Ainda que Frederick Perls tenha pouco explorado seus fundamentos filosóficos, raramente mencionando a fenomenologia como possível influência ou base metodológica de seu trabalho, talvez sua função tenha sido, como assinala Tellegen (1984), “a de abrir pistas para quem quisesse segui-las” (p. 45). O mais provável é que o pragmatismo norte-americano tenha tido uma importância considerável no desenvolvimento de sua proposta, tal como observa Boris (1992a, 1995), tanto que não é pouco freqüente o engano de se considerar a Gestalt-terapia uma psicoterapia constituída por uma série de técnicas, apresentadas por Perls (1973/1981, 1977, 1979) em grande parte de seus escritos. Possivelmente, o próprio Perls deu margem a tais enganos. Seja como for, se não foi explicitada a base fenomenológica da Gestalt-terapia em Perls, certamente ela é apontada na atual produção teórica da área no Brasil, tal como se pode encontrar nas obras Fenomenologia e Gestalt-terapia, de Müller- Granzotto & Müller-Granzotto (2007) e Gestalt-terapia e Contemporaneidade, de Holanda & Faria (2005) onde a ênfase fenomenológica por meio do diálogo com vários pensadores fenomenológicos e existenciais (entre estes, Husserl, Buber, Nietzsche e Merleau-Ponty) potencializa novos caminhos para uma compreensão fenomenológica e existencial dos conceitos da Gestalt-terapia originalmente formulados por Frederick Perls.

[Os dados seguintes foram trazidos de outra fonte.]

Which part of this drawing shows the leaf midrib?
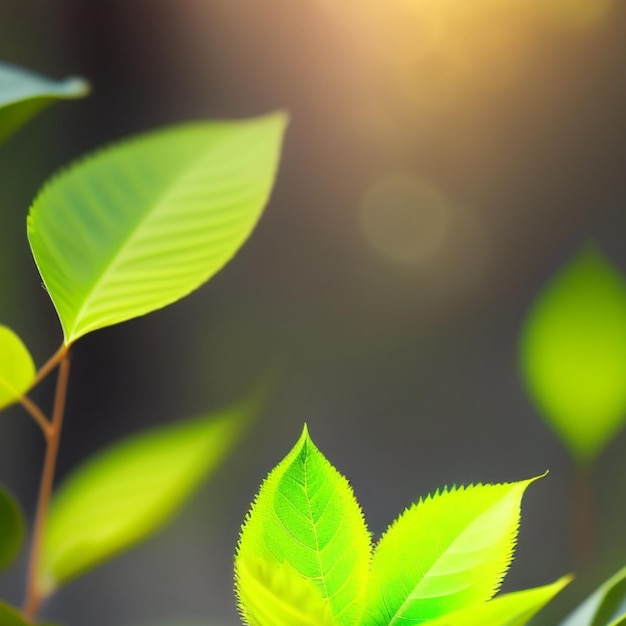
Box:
[388,498,502,626]
[65,136,222,345]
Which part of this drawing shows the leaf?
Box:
[0,62,89,143]
[363,478,535,626]
[0,601,29,626]
[28,113,286,344]
[235,427,370,626]
[38,400,258,596]
[237,557,336,626]
[520,245,626,465]
[0,486,24,570]
[560,567,626,626]
[0,325,35,409]
[424,576,571,626]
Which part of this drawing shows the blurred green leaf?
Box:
[0,486,24,572]
[0,601,30,626]
[0,62,89,143]
[235,427,370,626]
[520,245,626,465]
[39,398,258,595]
[559,567,626,626]
[0,325,35,409]
[363,478,536,626]
[424,576,571,626]
[28,113,286,344]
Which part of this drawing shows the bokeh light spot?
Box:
[360,175,449,264]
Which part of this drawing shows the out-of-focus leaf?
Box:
[415,576,571,626]
[0,62,89,143]
[559,567,626,626]
[520,245,626,465]
[235,427,370,626]
[28,113,287,344]
[38,398,258,595]
[0,601,29,626]
[0,486,24,568]
[363,479,535,626]
[0,325,35,409]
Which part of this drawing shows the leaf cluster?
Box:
[235,427,569,626]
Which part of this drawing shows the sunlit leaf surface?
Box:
[39,394,256,595]
[520,245,626,464]
[237,558,337,626]
[559,567,626,626]
[424,577,572,626]
[363,479,534,626]
[235,428,370,626]
[28,113,286,344]
[0,486,24,572]
[0,325,35,409]
[0,62,89,143]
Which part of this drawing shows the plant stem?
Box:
[23,348,70,622]
[572,467,595,571]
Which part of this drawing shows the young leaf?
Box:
[0,62,89,143]
[0,325,35,409]
[235,427,370,626]
[560,567,626,626]
[0,601,29,626]
[0,487,24,572]
[424,576,571,626]
[520,245,626,465]
[237,557,336,626]
[38,394,256,595]
[363,479,535,626]
[28,113,286,344]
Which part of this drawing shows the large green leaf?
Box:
[363,479,534,626]
[416,576,570,626]
[0,62,89,143]
[560,567,626,626]
[0,486,24,572]
[28,113,286,344]
[237,557,337,626]
[520,245,626,465]
[235,427,370,626]
[0,325,35,409]
[39,400,258,595]
[0,601,30,626]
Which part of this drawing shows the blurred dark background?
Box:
[0,0,626,626]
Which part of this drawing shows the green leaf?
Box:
[0,601,29,626]
[28,113,286,344]
[416,576,571,626]
[363,478,535,626]
[38,399,258,596]
[0,486,24,570]
[0,325,35,409]
[560,567,626,626]
[235,427,370,626]
[237,557,336,626]
[0,62,89,143]
[520,245,626,465]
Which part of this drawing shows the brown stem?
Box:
[573,467,595,571]
[23,349,70,622]
[19,396,52,441]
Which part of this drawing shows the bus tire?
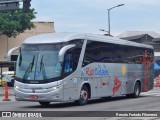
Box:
[39,102,50,106]
[126,82,141,98]
[76,85,89,105]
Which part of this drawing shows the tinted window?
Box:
[82,40,153,66]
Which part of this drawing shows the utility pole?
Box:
[23,0,31,13]
[0,0,22,11]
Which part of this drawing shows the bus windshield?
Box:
[16,43,64,80]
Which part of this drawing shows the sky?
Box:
[31,0,160,36]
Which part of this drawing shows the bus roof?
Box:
[23,32,153,49]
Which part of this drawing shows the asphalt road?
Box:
[0,88,160,120]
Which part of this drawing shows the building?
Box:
[0,22,55,61]
[117,31,160,52]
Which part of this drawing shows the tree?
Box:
[0,9,36,37]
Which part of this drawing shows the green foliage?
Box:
[0,9,36,37]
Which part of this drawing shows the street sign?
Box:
[0,0,20,11]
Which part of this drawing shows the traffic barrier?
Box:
[3,82,11,101]
[155,76,160,87]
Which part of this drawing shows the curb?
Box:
[0,87,14,96]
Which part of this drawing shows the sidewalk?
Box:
[0,87,14,96]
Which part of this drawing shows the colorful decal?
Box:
[112,77,122,95]
[86,67,94,76]
[84,77,88,81]
[81,69,84,76]
[86,65,109,76]
[101,81,109,87]
[140,50,152,91]
[122,65,126,75]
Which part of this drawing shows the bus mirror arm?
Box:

A tradição fenomenológica da Gestalt-terapia brasileira já se desenvolve há alguns anos, podendo ser ilustrada na síntese de Loffredo (1994) das principais características do método fenomenológico, presentes na Gestaltterapia &– na opinião desta autora &– a partir da Psicologia da Gestalt:

1) dar ênfase à experiência imediata aqui-e-agora, colocando-se entre parênteses pré-concepções estranhas a este vivido imediato; 2) buscar insight dentro da estrutura própria ao todo fragmentado que é o campo experiencial da percepção; 3) voltar-se a um trabalho de experimentação sistemática pra descrever com acuidade a estrutura dos fenômenos implicados; 4) buscar insight no próprio processo de awareness; 5) estar imbuído da ‘atitude fenomenológica’, que supõe ser a consciência sempre ‘consciência de’, criando condição de existência do mundo e dando-lhe sentido (p. 77).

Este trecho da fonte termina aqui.